Actuellement, une personne sans emploi qui arrive en fin de droits et perd son allocation chômage perçoit le RSA. Elle bénéficie aussi des aides personnalisées au logement (APL) et d’un ensemble de droits connexes, tels que la couverture maladie universelle complémentaire (CMU-C), l’accès à des tarifs sociaux pour l’électricité, la cantine scolaire ou les transports. Lorsque cette même personne retrouve un travail, elle perd très rapidement une grande partie, voire la totalité du RSA au profit de son nouveau salaire et de la prime d’activité, soit 200 euros par mois en moyenne.

La perte des minima sociaux et des droits connexes n’est compensée qu’en partie, notamment pour les contrats à temps partiel, par la prime d’activité.

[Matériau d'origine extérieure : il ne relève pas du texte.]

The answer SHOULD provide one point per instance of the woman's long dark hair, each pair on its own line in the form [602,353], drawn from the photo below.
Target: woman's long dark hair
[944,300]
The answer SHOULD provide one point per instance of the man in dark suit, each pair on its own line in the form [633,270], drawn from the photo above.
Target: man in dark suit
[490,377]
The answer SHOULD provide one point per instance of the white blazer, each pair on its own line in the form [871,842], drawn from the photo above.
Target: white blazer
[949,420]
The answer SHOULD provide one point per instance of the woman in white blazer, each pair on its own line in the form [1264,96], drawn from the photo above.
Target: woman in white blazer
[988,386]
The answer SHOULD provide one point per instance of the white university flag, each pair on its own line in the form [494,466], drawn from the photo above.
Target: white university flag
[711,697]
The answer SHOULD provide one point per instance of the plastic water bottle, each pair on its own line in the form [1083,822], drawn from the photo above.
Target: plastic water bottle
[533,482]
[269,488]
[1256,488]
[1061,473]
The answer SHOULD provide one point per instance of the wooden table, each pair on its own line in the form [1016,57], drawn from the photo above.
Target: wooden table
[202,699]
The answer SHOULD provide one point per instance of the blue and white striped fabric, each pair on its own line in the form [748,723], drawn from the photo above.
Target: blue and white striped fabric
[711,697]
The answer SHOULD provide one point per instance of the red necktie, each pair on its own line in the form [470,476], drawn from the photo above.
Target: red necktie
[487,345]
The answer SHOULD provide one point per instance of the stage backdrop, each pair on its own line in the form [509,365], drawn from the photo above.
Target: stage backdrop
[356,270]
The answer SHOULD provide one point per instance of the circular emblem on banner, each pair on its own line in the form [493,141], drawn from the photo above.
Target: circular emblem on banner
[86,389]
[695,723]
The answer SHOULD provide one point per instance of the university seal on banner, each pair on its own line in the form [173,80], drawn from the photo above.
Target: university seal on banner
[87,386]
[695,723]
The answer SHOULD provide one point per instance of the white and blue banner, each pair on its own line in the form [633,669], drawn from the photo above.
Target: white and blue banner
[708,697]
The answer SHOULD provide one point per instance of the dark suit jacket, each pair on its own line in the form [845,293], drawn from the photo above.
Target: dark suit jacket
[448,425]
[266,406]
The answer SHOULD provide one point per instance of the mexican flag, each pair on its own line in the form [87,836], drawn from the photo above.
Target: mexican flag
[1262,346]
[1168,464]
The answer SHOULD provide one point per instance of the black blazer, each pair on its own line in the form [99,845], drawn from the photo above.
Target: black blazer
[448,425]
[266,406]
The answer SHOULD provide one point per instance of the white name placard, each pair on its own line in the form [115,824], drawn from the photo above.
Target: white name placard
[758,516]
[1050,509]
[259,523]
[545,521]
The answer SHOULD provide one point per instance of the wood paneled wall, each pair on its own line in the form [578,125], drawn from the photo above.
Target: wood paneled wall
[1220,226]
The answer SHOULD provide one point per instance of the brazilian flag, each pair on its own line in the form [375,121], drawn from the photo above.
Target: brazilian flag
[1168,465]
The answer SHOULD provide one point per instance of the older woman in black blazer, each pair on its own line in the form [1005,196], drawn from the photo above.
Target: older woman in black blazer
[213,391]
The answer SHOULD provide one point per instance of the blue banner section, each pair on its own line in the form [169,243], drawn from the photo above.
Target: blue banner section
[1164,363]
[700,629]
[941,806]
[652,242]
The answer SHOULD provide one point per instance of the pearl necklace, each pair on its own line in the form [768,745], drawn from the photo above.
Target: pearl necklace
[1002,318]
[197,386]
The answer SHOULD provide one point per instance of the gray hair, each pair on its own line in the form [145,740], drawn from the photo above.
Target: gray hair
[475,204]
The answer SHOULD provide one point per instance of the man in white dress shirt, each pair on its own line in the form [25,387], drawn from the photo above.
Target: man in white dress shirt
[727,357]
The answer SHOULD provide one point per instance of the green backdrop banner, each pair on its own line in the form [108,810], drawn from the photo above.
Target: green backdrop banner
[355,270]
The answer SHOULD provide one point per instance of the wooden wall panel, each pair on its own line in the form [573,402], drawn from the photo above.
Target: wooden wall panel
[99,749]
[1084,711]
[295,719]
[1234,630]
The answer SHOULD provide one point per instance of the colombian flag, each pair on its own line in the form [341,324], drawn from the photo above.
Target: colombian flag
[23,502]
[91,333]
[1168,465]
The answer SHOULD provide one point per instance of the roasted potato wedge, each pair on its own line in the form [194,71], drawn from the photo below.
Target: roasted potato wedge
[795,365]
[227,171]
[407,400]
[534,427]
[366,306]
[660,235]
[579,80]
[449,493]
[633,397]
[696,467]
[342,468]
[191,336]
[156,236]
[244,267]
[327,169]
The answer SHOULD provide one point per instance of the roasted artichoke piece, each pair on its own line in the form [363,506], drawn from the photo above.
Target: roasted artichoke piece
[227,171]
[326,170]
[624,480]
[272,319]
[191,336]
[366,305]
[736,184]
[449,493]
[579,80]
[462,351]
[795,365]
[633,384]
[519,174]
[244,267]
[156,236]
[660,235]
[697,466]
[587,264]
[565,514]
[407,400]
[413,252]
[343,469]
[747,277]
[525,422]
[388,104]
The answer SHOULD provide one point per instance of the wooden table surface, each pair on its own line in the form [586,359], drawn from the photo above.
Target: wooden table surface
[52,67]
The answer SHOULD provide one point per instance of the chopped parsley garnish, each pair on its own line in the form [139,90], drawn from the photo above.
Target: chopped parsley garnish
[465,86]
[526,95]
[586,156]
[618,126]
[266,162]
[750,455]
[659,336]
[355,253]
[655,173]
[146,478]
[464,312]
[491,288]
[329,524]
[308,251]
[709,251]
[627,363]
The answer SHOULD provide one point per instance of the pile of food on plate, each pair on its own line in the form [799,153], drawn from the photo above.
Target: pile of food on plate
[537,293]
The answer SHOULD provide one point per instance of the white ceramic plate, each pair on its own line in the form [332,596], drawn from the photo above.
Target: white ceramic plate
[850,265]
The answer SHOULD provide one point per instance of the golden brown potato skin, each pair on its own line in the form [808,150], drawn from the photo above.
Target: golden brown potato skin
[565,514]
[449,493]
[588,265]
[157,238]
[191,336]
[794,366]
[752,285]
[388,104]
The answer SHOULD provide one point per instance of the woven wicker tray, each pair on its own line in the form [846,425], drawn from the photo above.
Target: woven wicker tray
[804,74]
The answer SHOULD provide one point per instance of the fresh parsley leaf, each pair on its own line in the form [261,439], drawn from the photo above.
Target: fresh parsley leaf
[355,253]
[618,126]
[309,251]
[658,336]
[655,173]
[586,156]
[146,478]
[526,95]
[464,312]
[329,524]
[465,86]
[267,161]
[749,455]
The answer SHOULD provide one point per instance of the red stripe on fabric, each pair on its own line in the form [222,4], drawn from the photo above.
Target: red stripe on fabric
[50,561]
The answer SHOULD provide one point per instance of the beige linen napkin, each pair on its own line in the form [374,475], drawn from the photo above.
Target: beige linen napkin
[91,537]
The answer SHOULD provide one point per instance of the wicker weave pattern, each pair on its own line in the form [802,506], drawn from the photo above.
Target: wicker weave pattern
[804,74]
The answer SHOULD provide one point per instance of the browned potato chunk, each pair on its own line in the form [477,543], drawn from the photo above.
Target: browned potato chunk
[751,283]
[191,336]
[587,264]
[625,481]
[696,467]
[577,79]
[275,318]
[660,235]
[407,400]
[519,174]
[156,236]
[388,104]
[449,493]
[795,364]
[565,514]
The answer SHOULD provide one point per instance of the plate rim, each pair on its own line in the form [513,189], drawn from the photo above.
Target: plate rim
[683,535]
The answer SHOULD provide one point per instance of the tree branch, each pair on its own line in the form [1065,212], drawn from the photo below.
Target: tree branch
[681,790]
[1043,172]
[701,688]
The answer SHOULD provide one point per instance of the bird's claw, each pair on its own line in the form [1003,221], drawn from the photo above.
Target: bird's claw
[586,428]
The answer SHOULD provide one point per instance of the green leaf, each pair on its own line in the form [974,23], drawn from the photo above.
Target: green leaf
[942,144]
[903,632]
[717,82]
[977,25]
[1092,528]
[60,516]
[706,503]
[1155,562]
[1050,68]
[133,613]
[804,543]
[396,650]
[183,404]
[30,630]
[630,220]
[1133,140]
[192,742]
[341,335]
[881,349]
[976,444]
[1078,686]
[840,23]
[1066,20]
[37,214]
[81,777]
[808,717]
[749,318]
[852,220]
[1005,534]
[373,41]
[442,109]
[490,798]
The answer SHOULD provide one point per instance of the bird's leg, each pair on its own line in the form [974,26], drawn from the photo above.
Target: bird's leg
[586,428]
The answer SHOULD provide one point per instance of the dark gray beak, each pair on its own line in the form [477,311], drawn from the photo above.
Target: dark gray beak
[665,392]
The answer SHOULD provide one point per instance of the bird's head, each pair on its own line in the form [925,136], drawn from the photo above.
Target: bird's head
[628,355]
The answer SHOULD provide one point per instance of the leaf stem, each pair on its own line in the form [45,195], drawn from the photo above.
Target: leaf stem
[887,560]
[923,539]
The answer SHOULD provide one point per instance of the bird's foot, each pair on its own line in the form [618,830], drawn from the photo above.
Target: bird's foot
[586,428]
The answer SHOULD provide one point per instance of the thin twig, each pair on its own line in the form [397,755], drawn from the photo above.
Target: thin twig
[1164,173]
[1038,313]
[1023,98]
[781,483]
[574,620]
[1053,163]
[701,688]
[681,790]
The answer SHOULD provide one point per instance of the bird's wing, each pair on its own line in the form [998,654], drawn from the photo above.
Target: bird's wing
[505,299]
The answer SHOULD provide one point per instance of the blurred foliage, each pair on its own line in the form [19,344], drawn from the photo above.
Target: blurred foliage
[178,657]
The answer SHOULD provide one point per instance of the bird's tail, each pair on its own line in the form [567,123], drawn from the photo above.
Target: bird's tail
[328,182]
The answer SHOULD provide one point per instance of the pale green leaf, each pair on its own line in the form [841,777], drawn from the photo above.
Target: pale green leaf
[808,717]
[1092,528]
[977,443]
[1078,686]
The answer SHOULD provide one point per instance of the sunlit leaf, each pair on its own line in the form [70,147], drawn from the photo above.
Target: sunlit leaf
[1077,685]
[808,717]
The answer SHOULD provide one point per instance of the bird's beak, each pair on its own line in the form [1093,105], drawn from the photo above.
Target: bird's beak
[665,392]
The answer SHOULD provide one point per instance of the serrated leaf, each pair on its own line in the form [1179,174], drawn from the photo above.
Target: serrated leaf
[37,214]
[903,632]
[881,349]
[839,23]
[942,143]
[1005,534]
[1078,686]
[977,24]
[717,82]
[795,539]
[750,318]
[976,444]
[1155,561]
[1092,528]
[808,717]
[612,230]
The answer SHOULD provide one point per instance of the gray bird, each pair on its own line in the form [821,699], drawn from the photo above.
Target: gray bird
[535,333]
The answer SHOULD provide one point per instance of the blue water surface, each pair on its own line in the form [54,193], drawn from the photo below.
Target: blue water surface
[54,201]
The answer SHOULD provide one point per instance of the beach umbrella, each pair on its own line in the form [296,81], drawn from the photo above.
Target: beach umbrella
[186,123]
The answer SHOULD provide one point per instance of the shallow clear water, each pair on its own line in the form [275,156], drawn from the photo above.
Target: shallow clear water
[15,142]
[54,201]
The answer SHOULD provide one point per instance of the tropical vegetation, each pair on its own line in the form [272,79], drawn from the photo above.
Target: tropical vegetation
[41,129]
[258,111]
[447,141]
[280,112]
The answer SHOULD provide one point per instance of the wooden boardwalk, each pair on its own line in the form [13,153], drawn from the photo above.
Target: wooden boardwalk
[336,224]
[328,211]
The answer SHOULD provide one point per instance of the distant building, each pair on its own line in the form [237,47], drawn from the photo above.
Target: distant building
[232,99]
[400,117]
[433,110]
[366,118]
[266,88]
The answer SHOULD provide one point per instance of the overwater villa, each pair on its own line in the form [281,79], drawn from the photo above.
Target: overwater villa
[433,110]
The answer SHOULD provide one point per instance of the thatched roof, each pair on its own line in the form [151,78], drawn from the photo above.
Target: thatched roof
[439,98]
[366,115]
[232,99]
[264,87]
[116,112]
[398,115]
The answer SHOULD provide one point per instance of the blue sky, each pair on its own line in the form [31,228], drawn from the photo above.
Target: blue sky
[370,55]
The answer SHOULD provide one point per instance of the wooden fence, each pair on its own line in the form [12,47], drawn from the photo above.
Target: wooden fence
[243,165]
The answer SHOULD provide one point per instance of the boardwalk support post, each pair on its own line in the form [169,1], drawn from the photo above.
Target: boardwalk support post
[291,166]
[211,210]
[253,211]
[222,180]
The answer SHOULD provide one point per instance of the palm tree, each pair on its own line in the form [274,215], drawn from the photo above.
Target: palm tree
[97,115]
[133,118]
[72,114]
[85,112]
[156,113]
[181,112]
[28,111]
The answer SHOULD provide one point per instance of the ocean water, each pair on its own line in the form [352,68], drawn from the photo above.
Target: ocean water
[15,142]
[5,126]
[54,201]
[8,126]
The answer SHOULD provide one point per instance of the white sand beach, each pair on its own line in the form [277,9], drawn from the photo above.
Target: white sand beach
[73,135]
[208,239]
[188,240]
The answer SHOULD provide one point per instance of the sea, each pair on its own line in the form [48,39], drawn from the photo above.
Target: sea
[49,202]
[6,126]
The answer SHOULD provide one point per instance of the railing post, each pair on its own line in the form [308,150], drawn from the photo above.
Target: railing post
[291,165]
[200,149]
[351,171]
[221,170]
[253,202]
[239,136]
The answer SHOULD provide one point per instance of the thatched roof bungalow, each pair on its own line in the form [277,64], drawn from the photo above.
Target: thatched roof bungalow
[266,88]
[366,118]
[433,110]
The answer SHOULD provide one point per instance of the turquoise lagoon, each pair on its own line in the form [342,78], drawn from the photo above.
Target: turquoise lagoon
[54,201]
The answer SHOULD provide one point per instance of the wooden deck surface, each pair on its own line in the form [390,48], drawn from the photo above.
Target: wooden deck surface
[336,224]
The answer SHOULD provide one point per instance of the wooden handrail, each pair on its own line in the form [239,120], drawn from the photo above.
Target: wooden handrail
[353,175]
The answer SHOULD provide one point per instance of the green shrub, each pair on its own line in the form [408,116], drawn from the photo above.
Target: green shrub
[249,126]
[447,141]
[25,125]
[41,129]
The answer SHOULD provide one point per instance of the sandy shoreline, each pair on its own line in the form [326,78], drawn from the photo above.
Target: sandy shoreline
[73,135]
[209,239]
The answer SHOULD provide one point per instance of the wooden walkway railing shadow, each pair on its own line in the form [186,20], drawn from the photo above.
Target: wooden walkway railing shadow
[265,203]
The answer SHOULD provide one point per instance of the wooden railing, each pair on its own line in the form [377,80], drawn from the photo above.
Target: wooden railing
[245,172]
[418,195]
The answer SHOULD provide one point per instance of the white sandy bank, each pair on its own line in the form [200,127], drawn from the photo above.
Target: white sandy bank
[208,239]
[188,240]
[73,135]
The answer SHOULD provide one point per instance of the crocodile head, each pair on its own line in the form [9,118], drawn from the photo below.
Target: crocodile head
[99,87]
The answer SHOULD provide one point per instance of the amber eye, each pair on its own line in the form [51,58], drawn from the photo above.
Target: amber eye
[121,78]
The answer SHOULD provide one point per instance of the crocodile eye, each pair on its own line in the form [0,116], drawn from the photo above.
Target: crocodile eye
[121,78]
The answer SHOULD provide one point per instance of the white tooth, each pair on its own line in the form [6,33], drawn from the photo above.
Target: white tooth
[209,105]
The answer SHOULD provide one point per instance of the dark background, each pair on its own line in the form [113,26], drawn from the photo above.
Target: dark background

Avec le dispositif que je vous propose, cette même personne pourra conserver son RSA la première année au cours de laquelle elle reprendra une activité dans la limite d’un plafond fixé par décret, afin que le gain lié au travail soit sans ambiguïté.

Prolonger le versement du RSA permettra également à son bénéficiaire de continuer à disposer d’un accompagnement social et de possibilités de formation. À la sortie du dispositif, après un an de reprise à temps partiel, celui-ci pourra poursuivre son parcours d’insertion avec un contrat à temps plein dans le cadre d’un parcours emploi compétences (PEC), notamment en percevant la prime d’activité versée par l’État.

L’Allemagne, le Portugal, le Luxembourg ont fait le choix de réviser annuellement les droits aux minima sociaux. Dans le paysage européen, seules l’Estonie et la Lituanie, au côté de la France, actualisent ces droits tous les trois mois. Ce que nous proposons est donc déjà mis en place dans de nombreux pays européens et semble faire la preuve de son efficacité.

On n’enlève pas une béquille à une personne longtemps immobilisée qui vient tout juste de se remettre à marcher. Mieux vaut lui laisser la possibilité de s’en servir jusqu’à ce que sa démarche plus assurée lui permette de se mouvoir librement, sans cette aide. Le principe de cette expérimentation est le même.

Le dispositif proposé a le mérite d’être simple et lisible : il encourage sans ambiguïté la reprise d’activité à temps partiel de travailleurs demeurés longtemps sans emploi.

J’ai bien conscience que de nombreuses initiatives ont été menées en matière d’insertion, et je ne prétends pas avoir la science infuse ou détenir le remède miracle. C’est la raison pour laquelle je ne vous propose pas une solution clé en main, applicable d’emblée à l’ensemble de notre pays, mais une expérimentation locale qui fera l’objet d’un bilan rigoureux. Nous pourrons ainsi décider, en toute objectivité, s’il convient de généraliser cette expérimentation ou de chercher d’autres solutions.

Aux côtés des services de l’État et des associations, les départements et les entreprises sont des acteurs essentiels de la lutte contre l’exclusion. Grâce aux efforts conjugués de chacun, nous pouvons aider des milliers de personnes vivant bien en deçà du seuil de pauvreté à retrouver un travail, à acquérir de nouveaux savoir-faire et savoir-être, et à bâtir pour elles-mêmes et pour leurs familles un nouvel avenir.

Pour faciliter les initiatives des départements volontaires et, surtout, dans l’intérêt des personnes qui pourraient en bénéficier et voir leurs conditions de vie s’améliorer de manière durable, leur dignité retrouvée par le travail, je vous invite à voter cette proposition de loi.